Tobacco Tax Ballot Measure Would Fund Health Care For California’s Poor – But How?

At first blush, the tobacco tax measure on California’s November ballot looks pretty straightforward.

Proposition 56 would raise the price of a pack of cigarettes by $2 and tax e-cigarettes for the first time. Proponents say the higher price would prevent kids from smoking and lower health care spending because people won’t suffer as much from tobacco-related illness.

What’s not spelled out is how exactly money raised through the measure would be spent.

It is estimated that up to $1 billion each year would go to “improved payments” for Medi-Cal health care services — which proponents say will be parsed out democratically. But opponents say the health care funding is part of a “special interest tax grab.”

The ballot measure doesn’t earmark exactly how much of that money should go to doctors or other health providers.

Instead, the new Medi-Cal funding would be doled out through negotiations during California’s yearly budget process. Presumably, the bulk of it would go to groups that provide and oversee care in Medi-Cal; doctors, health plans, clinics and hospitals, many of them powerful groups who could influence Capitol discussions about how to use the money.
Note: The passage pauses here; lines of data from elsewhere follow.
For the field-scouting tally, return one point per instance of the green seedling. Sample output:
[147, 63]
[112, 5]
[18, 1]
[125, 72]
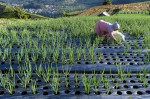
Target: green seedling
[39, 70]
[145, 83]
[18, 58]
[127, 46]
[95, 82]
[116, 63]
[128, 73]
[125, 52]
[66, 73]
[4, 80]
[46, 75]
[25, 79]
[34, 58]
[86, 82]
[4, 57]
[84, 54]
[22, 52]
[97, 41]
[63, 57]
[78, 53]
[100, 56]
[1, 52]
[56, 55]
[139, 52]
[87, 41]
[112, 78]
[135, 44]
[76, 79]
[11, 71]
[71, 55]
[27, 59]
[33, 87]
[101, 39]
[9, 88]
[55, 82]
[121, 73]
[44, 53]
[145, 72]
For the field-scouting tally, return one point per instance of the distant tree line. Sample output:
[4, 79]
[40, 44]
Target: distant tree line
[33, 5]
[60, 2]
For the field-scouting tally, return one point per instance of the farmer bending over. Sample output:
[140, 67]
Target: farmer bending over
[106, 29]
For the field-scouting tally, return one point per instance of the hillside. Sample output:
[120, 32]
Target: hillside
[111, 9]
[10, 12]
[72, 2]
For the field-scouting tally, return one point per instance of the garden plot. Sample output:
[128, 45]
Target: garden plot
[36, 59]
[50, 83]
[81, 54]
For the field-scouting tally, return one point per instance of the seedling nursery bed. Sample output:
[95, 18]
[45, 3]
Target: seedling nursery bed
[113, 73]
[62, 58]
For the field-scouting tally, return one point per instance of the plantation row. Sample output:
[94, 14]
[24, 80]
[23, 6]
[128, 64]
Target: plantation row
[134, 12]
[10, 81]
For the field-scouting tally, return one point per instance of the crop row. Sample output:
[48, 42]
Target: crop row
[55, 79]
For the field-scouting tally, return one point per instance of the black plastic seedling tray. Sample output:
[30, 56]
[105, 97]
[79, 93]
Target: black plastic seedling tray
[130, 88]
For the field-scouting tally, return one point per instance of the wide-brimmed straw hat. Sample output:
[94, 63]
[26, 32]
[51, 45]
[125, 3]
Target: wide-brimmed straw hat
[116, 26]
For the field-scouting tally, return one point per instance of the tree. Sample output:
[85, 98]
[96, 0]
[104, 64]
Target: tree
[107, 2]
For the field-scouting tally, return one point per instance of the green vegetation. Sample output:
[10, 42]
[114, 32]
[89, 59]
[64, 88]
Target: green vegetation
[107, 2]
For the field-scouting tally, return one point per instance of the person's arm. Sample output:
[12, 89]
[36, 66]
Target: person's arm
[111, 35]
California’s payments to doctors treating Medi-Cal patients are among the lowest in the nation. After Rhode Island and New Jersey, California’s average payments in Medi-Cal, its version of Medicaid, are the lowest, according to a Kaiser Family Foundation analysis. The analysis looked at the portion of Medi-Cal where the state reimburses providers directly for care, not the majority of the program involving insurance companies. (Kaiser Health News is an editorially independent program of the Kaiser Family Foundation.)

One consumer advocate says uncertainty about how the Medi-Cal money would be used actually is one of the strengths of Proposition 56.
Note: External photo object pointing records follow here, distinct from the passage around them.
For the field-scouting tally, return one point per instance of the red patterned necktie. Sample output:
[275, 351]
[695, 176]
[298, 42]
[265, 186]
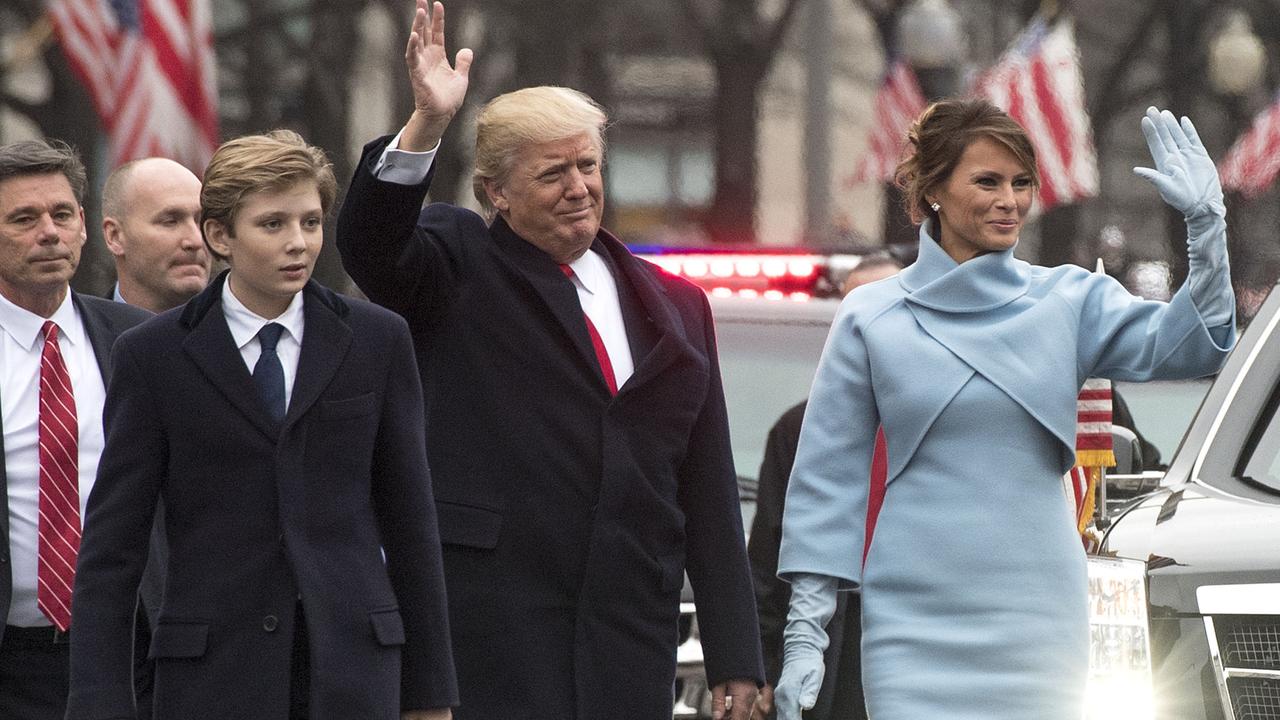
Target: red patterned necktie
[59, 484]
[602, 354]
“It allows us to have the public process and have it be policy-driven rather than by some formula that’s locked in the constitution,” said Anthony Wright of the consumer advocacy coalition Health Access California. He added that he was “at the table” when the initiative was crafted.

Wright said the lack of a funding formula makes it more likely that voters will approve this year’s tobacco tax proposal.

The last tobacco tax proposition, defeated by voters in 2012, would have funded cancer research with the revenue from the dollar-per-pack tax. In 2006, Californians voted down another tax that would have added $2.60 to the then-$4 pack of cigarettes. That initiative specified how tax revenues would fund health programs down to the fraction of a percent.

Indeed, public opinion of Prop 56 measure was favorable in a recent survey from the Public Policy Institute of California, which suggests 59 percent of likely voters support the measure.

The tobacco industry-funded opposition, a coalition of taxpayer groups, retailers, law enforcement and manufacturer associations, is using video commercials to attack how the new money would, in their view, be spent.